After discussing this with the team, I was in charge of performing the migration, It was fixed quickly as we simply created a main load balancer using IaC and from every service template we only associated it with the load balancer, everything was cool in general but we had an unexpected inconvenient.

As part of the plan we were aware of a short downtime during the execution of the new changes and the business was notified about this, so we were covered, also these changes were planified to be executed during the lowest activity period minimizing the impact for customers. As we had 2 lower environments, the logic here is performing the changes there first to I can make sure everything is working before deploying any changes to the Production infrastructure.

The DEV services were fully migrated in a few hours without many issues, the usual, mistyping a reference and after fixing that all the other templates were migrated seamlesly. The next day was the time to migrate the QA environment and everything was looking good until I started migrating the Tax API service, for around 10 minutes the service was down until I realized of it thanks to the alerts set for all the API calls made from the Production App, inmeadiatly I knew something was wrong with the changes and performed a rollback. This took like 15 more minutes and at the end the errors disapeared and our Production app was working again.

After fixing the issue I informed the CTO about it, my suspicion was that probably the QA environment was set as reference for the Production one and it was something similar, in the meantime the CTO and I were checking the database to determinate the total time offline and the total transactions lost, to our surprise we did’nt lose any but we stopped collecting taxes from a few transactions, something that the finance team can manually fix in the books.

Knowing that the operations were not affected I started investigating the issue, after few minutes reading the code, the reason was evident, the API reference in the code had a default value to use in case the environment variable is missing. Yes, after the Tax API implementation no one added the environment variable and by default, the 3 environmets were pointing to QA.

After fixing the issue I started creating the Post Mortem document as part of our protocol in these cases. Our Post Mortem procedure is creating the document based on all the information we found around the issue, the registered time for every event, including the actions and recommentions for the case, and the most important No Blame. The document doesn’t provide any name, only events, the idea is figuring out what is wrong and sharing with the entire team so we avoid the same events in the feature.

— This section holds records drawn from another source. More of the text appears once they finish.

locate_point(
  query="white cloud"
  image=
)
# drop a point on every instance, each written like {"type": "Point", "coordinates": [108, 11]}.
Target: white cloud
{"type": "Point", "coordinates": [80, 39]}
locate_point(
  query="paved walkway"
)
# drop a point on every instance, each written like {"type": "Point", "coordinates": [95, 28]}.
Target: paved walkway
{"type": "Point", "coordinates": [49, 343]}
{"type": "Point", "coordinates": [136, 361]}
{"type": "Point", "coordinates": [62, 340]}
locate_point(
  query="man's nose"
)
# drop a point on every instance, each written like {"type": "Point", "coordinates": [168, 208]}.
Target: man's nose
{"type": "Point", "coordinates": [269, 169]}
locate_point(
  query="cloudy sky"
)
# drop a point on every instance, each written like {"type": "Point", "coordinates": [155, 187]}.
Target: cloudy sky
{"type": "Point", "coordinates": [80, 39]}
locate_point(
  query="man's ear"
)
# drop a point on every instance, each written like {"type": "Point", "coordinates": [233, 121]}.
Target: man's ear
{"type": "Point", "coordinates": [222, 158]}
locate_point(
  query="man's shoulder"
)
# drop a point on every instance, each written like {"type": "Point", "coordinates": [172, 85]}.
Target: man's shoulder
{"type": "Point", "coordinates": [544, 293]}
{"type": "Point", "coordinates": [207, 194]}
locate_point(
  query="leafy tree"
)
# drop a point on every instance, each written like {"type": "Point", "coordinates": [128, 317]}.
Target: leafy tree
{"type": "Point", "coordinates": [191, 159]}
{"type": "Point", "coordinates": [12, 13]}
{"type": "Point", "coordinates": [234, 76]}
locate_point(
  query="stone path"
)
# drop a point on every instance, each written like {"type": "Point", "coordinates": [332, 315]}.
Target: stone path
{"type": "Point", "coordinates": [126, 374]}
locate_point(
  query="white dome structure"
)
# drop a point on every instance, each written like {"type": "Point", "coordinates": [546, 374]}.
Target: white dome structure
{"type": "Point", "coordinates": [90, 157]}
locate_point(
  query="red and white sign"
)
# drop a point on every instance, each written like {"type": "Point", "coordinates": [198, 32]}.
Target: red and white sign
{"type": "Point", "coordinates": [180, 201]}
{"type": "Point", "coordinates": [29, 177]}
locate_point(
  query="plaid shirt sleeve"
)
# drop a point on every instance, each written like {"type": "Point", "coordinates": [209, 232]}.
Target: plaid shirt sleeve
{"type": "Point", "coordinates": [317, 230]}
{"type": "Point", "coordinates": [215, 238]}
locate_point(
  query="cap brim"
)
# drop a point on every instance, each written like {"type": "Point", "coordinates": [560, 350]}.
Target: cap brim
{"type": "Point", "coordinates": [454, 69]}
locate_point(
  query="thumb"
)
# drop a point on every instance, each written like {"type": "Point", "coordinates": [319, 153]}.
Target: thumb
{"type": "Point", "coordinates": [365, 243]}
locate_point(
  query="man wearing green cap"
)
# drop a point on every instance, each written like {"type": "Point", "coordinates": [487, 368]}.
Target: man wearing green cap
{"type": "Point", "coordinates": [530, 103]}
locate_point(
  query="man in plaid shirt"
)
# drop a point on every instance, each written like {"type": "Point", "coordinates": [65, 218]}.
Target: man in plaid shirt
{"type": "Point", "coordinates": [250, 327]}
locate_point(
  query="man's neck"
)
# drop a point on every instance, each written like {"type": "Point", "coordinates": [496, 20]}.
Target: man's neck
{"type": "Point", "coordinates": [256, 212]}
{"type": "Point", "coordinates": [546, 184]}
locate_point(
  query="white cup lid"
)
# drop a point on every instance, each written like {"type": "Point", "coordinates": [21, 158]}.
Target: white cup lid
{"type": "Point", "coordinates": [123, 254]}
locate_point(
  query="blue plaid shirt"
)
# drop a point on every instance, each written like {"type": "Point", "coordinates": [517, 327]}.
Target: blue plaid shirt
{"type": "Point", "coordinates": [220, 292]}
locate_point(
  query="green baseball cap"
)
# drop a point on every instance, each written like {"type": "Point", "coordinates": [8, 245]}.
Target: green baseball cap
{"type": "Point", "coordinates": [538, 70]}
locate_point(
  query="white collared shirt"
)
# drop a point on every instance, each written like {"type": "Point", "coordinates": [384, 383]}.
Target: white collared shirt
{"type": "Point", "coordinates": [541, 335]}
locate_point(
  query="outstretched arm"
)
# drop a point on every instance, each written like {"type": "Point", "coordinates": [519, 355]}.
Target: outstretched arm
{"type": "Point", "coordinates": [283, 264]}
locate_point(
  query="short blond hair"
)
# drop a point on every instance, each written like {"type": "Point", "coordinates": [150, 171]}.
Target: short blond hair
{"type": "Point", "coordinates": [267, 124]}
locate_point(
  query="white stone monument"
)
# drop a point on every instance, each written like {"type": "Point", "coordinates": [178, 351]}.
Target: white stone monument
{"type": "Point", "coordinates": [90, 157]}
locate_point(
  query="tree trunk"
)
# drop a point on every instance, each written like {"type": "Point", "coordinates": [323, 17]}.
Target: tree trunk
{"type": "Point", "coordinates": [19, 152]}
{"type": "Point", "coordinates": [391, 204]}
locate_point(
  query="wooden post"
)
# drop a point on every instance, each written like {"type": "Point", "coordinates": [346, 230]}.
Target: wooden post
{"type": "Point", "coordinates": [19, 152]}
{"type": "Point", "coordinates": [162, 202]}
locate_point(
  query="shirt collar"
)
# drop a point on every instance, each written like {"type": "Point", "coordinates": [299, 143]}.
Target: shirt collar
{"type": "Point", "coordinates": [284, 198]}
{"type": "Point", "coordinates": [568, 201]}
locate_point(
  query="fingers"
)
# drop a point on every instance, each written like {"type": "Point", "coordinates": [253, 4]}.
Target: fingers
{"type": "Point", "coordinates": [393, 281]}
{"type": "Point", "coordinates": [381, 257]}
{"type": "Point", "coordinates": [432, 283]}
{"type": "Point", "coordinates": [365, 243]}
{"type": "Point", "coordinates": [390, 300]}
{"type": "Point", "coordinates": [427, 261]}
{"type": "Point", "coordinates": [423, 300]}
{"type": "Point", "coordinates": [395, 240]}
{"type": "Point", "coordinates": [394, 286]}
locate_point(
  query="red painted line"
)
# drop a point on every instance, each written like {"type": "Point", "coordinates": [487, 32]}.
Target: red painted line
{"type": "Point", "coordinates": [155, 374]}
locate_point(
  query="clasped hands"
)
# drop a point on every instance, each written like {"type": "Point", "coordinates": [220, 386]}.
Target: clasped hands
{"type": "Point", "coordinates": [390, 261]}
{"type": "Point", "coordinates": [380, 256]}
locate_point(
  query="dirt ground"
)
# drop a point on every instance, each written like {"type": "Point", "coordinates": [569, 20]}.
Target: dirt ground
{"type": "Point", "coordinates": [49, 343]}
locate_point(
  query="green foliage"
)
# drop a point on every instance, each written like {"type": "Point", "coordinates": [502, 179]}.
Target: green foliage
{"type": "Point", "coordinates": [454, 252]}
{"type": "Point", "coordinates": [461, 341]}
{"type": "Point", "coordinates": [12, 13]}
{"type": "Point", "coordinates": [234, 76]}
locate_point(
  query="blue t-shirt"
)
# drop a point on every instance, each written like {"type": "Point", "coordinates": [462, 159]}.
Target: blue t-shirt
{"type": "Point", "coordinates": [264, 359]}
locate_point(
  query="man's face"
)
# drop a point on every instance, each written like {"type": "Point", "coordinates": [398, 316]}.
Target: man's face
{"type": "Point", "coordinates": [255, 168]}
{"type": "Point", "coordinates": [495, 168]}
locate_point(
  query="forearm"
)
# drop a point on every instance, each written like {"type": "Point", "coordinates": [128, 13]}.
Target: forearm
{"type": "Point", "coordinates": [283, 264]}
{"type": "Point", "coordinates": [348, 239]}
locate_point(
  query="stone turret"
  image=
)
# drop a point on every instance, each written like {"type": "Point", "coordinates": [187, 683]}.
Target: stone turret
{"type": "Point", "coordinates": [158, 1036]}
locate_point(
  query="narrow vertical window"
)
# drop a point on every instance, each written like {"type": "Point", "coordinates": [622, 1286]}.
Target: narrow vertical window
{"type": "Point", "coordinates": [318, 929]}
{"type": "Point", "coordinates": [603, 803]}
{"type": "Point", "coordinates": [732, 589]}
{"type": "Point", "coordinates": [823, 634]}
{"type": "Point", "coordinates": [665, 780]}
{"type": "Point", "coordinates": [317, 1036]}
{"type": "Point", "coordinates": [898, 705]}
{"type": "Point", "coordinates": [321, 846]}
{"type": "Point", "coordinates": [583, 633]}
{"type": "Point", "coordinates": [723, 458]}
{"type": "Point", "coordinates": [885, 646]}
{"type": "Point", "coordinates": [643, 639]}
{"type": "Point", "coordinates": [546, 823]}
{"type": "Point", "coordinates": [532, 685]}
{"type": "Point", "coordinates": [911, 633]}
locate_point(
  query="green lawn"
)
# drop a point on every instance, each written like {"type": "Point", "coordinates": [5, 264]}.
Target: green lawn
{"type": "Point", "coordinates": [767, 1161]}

Now that the main issue was solved, I continued with the migration, QA was fully migrated and the next day it was the time for Production, I performed the changes during the time we considered was safe and that only a few transactions were affected, to make sure of this we tracked all of the transactions using Grafana.

Invidual Transactions report: Individual Transactions report

Transactions Heatmap: Transactions Heatmap

After the migration there were only 3 ALBs running which means around $57 monthly or $684, meaning $5,473 in savings.